Incoming general manager Dave Gettleman finds himself in a salary cap crunch. Along with the obvious big name moves, smaller adjustments will need to be made. In this capacity fullback Mike Tolbert goes under the microscope -- can the Panthers afford to keep him?
Carolina signed Mike Tolbert last year in a two-fold effort: Firstly, it allowed the offense to gain a dynamic player who had history in the offense. Secondly, it was an insurance policy for Jonathan Stewart -- should the running back leave for free agency. The structure of the contract gave the Panthers flexibility, and looking at the deal now, it's flexibility they'll likely use.
Mike Tolbert is set to make $1.0 million in 2013 -- but it's the additional $1.5 million in the form of an option bonus that could be a sticking point. It pushes his cap figure to $3.42 million. The cost to the team if he's cut: $1.2 million, which could be reduced to $600,000 over the next two years. There's no doubt he's talented, but outside of Ron Chudzinski's offense the flexibility of an offensive fullback is a luxury, not a necessity. Carolina locked up Jonathan Stewart, and when everyone is healthy Mike Tolbert becomes the Panthers' forth rushing option.

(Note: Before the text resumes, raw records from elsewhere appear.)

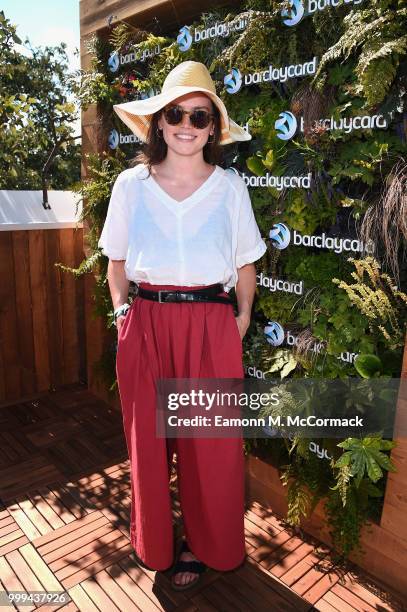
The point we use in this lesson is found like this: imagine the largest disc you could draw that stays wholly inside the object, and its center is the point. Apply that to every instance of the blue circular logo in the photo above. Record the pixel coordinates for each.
(233, 81)
(280, 236)
(294, 14)
(286, 125)
(114, 62)
(184, 38)
(113, 140)
(274, 333)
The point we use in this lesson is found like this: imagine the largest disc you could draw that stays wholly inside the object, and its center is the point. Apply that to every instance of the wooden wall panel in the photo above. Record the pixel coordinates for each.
(24, 314)
(42, 330)
(8, 317)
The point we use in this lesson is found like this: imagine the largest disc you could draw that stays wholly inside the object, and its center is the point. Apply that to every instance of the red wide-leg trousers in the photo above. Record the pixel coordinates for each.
(180, 340)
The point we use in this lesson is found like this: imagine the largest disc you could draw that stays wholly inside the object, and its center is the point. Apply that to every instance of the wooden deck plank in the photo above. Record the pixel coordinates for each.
(82, 599)
(101, 600)
(336, 602)
(202, 603)
(286, 563)
(69, 509)
(72, 533)
(352, 585)
(132, 588)
(80, 526)
(11, 582)
(274, 593)
(40, 568)
(353, 599)
(96, 564)
(62, 560)
(300, 569)
(153, 585)
(115, 592)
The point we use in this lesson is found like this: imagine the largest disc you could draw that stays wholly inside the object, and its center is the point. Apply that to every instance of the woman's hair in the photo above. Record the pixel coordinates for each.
(154, 150)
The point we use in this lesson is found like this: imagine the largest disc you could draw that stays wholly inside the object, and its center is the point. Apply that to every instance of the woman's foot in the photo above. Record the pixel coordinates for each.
(187, 569)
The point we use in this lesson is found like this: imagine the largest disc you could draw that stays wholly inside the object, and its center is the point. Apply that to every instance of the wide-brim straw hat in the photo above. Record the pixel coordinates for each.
(186, 77)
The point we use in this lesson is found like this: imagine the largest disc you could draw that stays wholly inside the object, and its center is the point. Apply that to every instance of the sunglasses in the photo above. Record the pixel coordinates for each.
(199, 118)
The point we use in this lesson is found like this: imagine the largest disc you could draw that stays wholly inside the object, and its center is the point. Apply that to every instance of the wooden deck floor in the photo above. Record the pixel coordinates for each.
(64, 514)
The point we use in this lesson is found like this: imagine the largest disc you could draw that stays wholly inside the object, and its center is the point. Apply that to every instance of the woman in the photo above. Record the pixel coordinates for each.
(178, 221)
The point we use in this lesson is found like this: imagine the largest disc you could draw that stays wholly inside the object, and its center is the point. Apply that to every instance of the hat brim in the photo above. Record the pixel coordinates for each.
(138, 113)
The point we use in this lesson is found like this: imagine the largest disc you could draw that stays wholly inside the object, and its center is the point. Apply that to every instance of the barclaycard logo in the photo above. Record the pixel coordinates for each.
(233, 81)
(296, 11)
(280, 236)
(255, 372)
(274, 333)
(286, 125)
(116, 60)
(115, 139)
(294, 14)
(278, 182)
(184, 38)
(279, 284)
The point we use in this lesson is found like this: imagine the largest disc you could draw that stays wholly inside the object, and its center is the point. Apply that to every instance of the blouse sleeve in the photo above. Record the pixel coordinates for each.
(250, 245)
(115, 233)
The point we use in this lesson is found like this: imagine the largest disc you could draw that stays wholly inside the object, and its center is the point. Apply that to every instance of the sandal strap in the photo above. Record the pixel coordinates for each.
(184, 547)
(195, 567)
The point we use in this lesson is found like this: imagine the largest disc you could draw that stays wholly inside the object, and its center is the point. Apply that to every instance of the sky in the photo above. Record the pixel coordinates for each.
(46, 22)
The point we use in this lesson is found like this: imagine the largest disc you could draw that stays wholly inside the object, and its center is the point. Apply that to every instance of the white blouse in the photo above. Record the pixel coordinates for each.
(200, 240)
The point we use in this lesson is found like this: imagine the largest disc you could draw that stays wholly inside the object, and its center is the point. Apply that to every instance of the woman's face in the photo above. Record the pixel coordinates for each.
(184, 138)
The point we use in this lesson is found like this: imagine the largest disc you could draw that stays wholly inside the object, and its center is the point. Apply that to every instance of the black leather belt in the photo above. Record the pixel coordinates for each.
(209, 294)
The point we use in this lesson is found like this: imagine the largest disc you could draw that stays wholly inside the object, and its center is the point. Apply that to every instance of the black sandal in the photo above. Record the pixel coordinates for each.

Dave Gettleman has a choice to try an push a restructure, locking him up long term -- or erasing almost $3.5 million from the cap. It's not a lot of money across the 53 man roster, but it's significant for a fullback. It remains to be seen what a new offensive coordinator has planned for the team, but one of the NFL's highest paid fullbacks in 2013 is a luxury a team with cap issues doesn't have.